Dabney Coleman, Actor Audiences Loved to Hate, Is Dead at 92


He remained a busy if relatively anonymous character actor for a decade after that, appearing on a wide range of both comedies and dramas on TV and in small parts in big movies like “The Towering Inferno” (1974). Then, in 1976, he landed the role that would set the tone for much of his career: Merle Jeeter, the underhanded stage father of a child evangelist (and later the mayor of the fictional town of Fernwood), on Norman Lear’s satirical soap opera “Mary Hartman, Mary Hartman.”

Mr. Coleman later said of the series, “It had a very strange, off-the-wall type of humor, the key to which was playing it straight.” It was, he added, “where I got into this type of character.”

It was also, he said, when his jet-black mustache became an indispensable accessory to his retinue of unsavory characters. “Everything changed” when he grew the mustache, he later said. “Without it, I looked like Richard Nixon.”

If he was on his way to being typecast as an unrepentant lout, he made the most of it. “Mary Hartman, Mary Hartman” was critically acclaimed but never a bona fide hit (neither was its follow-up, “Forever Fernwood,” on which Mr.

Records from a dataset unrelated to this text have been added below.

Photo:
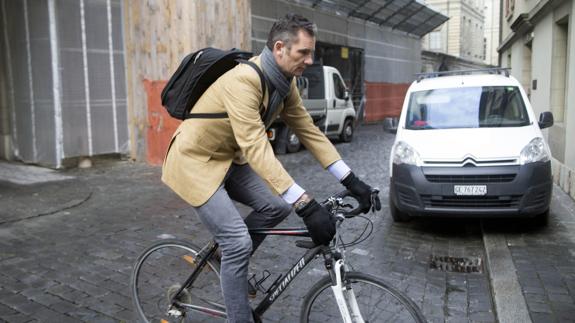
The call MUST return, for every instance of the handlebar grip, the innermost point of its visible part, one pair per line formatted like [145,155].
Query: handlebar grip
[357,210]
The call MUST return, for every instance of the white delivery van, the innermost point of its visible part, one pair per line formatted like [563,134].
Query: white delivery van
[468,144]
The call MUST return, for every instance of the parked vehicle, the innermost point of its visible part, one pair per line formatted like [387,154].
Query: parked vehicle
[328,102]
[468,144]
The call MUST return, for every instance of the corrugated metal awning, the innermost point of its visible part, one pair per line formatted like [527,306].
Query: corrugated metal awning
[409,16]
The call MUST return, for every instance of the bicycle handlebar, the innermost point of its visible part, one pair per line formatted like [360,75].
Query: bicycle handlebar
[335,201]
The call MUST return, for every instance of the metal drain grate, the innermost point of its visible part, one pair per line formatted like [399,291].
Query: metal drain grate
[456,265]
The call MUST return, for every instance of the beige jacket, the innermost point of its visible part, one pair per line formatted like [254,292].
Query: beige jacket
[202,150]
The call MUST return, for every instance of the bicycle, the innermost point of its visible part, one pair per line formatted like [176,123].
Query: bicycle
[175,295]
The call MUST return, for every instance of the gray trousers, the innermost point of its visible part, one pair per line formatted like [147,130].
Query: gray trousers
[230,231]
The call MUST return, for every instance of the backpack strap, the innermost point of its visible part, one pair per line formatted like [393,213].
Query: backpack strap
[225,114]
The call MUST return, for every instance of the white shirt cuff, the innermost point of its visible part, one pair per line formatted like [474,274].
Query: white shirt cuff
[293,193]
[339,169]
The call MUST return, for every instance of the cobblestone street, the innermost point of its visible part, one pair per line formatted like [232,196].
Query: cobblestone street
[67,247]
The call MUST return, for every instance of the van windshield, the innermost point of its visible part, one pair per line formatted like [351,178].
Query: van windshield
[467,107]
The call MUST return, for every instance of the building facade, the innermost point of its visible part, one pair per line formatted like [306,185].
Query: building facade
[492,15]
[463,35]
[538,44]
[84,77]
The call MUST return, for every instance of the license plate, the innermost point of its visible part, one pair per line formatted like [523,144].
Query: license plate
[272,134]
[470,189]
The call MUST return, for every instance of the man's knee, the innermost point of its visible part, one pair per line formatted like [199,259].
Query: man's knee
[280,210]
[238,246]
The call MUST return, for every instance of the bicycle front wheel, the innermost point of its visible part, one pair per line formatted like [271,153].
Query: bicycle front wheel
[158,275]
[376,301]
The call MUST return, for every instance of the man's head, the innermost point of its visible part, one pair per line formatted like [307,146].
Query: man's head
[292,42]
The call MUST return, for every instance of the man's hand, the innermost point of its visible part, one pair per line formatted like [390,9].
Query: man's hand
[362,192]
[318,220]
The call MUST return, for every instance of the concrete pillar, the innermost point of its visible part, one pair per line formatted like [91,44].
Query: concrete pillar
[158,34]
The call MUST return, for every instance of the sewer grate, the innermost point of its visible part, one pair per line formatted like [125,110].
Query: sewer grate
[456,264]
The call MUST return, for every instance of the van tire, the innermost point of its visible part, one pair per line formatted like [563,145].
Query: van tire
[542,219]
[347,131]
[293,144]
[396,214]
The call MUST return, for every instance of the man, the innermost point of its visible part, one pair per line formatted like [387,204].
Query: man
[211,162]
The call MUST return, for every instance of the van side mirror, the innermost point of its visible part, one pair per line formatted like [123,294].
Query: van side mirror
[390,124]
[545,120]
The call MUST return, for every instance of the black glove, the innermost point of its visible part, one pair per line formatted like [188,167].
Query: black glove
[362,192]
[319,222]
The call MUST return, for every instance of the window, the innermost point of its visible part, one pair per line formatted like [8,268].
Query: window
[467,107]
[339,88]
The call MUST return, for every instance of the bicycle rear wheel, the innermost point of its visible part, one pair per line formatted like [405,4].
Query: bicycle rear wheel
[377,301]
[159,273]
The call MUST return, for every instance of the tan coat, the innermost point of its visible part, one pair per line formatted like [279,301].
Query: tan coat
[202,150]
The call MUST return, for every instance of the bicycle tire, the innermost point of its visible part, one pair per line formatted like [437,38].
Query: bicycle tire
[159,272]
[391,305]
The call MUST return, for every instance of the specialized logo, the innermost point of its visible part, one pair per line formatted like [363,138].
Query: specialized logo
[293,272]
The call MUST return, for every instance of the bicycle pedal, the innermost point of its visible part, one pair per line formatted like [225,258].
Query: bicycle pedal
[193,261]
[252,291]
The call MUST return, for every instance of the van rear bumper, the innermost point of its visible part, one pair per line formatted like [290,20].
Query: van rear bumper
[511,191]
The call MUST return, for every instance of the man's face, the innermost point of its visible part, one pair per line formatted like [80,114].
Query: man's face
[293,61]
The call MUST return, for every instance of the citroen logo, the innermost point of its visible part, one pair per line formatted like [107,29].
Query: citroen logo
[469,160]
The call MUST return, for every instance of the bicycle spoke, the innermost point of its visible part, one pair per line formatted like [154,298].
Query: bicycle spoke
[376,303]
[160,275]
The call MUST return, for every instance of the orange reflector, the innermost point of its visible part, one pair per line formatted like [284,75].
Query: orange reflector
[189,259]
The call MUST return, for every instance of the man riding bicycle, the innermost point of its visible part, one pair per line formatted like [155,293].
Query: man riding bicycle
[212,162]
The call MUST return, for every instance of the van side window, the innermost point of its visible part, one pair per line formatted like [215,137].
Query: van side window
[338,87]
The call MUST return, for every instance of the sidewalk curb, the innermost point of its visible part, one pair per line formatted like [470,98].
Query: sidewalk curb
[509,302]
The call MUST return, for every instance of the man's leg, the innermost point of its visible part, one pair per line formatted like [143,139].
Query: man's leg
[245,186]
[225,223]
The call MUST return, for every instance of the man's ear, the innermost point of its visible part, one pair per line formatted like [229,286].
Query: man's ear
[279,46]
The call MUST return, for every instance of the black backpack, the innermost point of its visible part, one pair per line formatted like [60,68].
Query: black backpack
[196,73]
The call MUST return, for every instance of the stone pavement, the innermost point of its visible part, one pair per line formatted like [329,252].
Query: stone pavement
[67,247]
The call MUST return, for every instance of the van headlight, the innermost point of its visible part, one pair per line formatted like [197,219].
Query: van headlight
[534,151]
[405,154]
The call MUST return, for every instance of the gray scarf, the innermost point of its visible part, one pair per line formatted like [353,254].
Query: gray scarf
[280,84]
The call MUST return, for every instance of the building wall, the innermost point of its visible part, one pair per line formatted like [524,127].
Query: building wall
[63,89]
[552,52]
[158,34]
[463,34]
[492,13]
[391,58]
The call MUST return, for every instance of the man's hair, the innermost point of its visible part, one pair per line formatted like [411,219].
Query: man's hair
[287,28]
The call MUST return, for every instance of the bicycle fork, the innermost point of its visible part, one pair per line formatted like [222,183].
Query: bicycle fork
[344,296]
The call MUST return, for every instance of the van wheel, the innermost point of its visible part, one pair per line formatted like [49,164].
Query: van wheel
[293,143]
[542,219]
[396,214]
[347,131]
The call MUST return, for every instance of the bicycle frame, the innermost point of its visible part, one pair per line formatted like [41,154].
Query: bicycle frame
[279,287]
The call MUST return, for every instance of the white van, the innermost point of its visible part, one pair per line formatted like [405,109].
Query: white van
[468,144]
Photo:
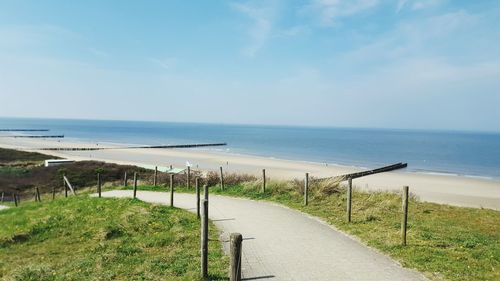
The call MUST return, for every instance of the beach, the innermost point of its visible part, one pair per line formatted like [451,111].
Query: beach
[447,189]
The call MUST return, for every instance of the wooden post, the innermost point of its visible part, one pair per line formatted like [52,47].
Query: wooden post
[205,191]
[235,256]
[156,176]
[171,190]
[349,199]
[197,184]
[221,179]
[65,187]
[263,180]
[99,184]
[37,194]
[204,240]
[405,215]
[135,185]
[306,190]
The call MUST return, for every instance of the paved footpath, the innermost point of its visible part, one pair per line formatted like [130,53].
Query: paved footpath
[283,244]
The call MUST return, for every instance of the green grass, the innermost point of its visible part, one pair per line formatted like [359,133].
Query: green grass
[444,242]
[82,238]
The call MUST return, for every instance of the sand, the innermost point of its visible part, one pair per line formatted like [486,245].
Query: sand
[447,189]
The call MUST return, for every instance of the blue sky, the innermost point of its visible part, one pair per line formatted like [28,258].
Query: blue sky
[427,64]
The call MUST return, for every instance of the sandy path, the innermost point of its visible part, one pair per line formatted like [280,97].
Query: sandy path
[283,244]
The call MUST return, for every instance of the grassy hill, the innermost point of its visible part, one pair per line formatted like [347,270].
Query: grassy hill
[83,238]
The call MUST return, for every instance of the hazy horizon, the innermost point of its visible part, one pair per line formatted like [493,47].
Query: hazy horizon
[391,64]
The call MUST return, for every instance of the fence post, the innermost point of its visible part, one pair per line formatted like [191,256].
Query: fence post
[205,191]
[349,199]
[99,184]
[263,180]
[306,190]
[197,184]
[204,240]
[156,176]
[37,194]
[405,215]
[171,190]
[221,179]
[135,185]
[235,255]
[65,187]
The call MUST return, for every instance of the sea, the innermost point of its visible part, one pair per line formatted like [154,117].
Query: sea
[473,154]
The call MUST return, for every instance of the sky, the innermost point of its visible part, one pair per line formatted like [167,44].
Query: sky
[414,64]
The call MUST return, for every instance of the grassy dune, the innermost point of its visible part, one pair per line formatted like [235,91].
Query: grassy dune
[444,242]
[82,238]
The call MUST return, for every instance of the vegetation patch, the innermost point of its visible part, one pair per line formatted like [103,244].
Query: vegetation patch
[82,238]
[444,242]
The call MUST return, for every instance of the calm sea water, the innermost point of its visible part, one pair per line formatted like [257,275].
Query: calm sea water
[462,153]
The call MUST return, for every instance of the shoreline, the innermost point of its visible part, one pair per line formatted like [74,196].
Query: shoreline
[445,189]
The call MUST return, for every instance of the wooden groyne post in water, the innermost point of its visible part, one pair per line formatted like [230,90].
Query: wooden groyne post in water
[235,250]
[135,185]
[349,199]
[404,220]
[204,240]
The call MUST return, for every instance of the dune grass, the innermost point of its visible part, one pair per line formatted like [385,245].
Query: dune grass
[83,238]
[444,242]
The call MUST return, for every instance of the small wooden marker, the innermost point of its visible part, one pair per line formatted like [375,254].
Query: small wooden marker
[221,179]
[99,184]
[349,199]
[65,187]
[263,180]
[37,194]
[205,191]
[135,185]
[404,220]
[204,240]
[306,190]
[171,190]
[155,179]
[235,256]
[197,184]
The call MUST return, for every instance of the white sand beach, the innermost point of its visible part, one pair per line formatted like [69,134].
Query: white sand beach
[447,189]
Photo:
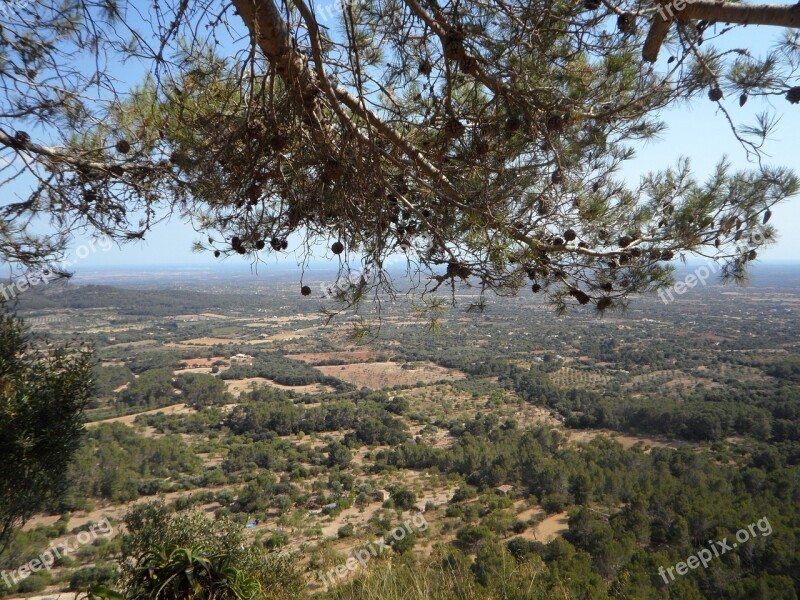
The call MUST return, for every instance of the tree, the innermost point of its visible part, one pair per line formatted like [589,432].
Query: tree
[169,555]
[43,393]
[480,140]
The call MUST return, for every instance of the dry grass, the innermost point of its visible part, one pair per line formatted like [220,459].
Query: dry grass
[387,374]
[318,357]
[174,409]
[237,386]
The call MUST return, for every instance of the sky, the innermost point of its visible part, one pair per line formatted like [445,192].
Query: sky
[697,131]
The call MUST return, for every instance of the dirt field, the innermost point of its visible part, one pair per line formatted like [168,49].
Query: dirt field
[318,357]
[627,441]
[174,409]
[387,374]
[237,386]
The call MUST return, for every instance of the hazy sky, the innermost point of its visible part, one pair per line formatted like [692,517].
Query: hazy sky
[697,131]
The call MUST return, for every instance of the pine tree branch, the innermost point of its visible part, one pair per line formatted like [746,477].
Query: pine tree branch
[781,15]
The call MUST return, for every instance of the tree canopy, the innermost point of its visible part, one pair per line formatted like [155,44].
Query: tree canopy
[481,140]
[43,393]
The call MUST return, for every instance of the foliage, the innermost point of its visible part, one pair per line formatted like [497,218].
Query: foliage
[476,141]
[43,393]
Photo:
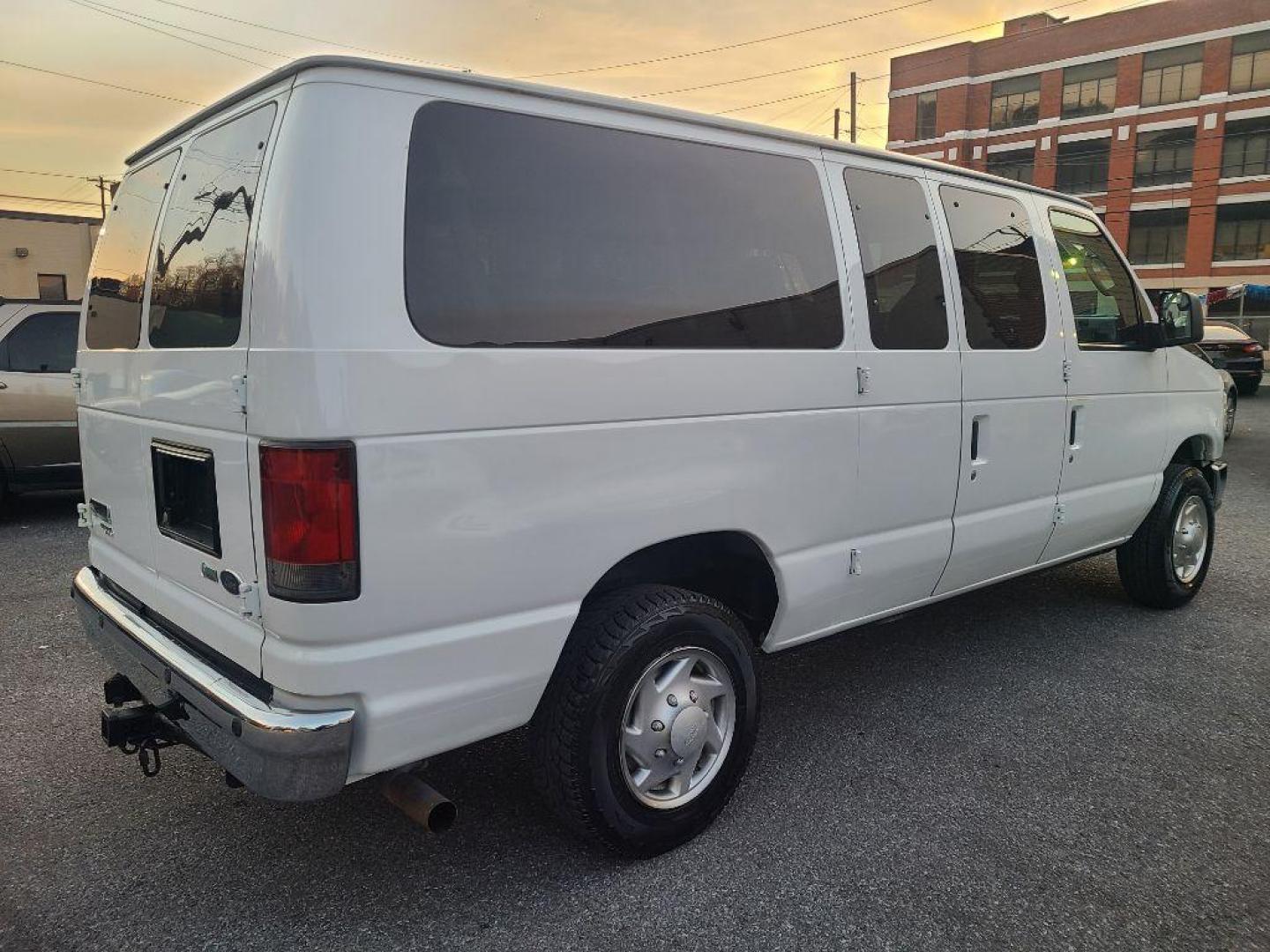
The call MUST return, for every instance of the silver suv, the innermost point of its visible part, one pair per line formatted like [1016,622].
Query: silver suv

Coleman reprised his role). But Colin Higgins’s 1980 ensemble comedy, “9 to 5,” was a box-office smash and Mr. Coleman’s career breakthrough.

His character, the boss of the office workers played by Jane Fonda, Lily Tomlin and Dolly Parton, was — as was said more than once in the movie, including by Mr. Coleman himself in a fantasy sequence — a “sexist, egotistical, lying, hypocritical bigot.” Reviewing “9 to 5” in The Times, Vincent Canby wrote that Mr. Coleman, playing a “lunatic villain,” gave “the funniest performance in the film.”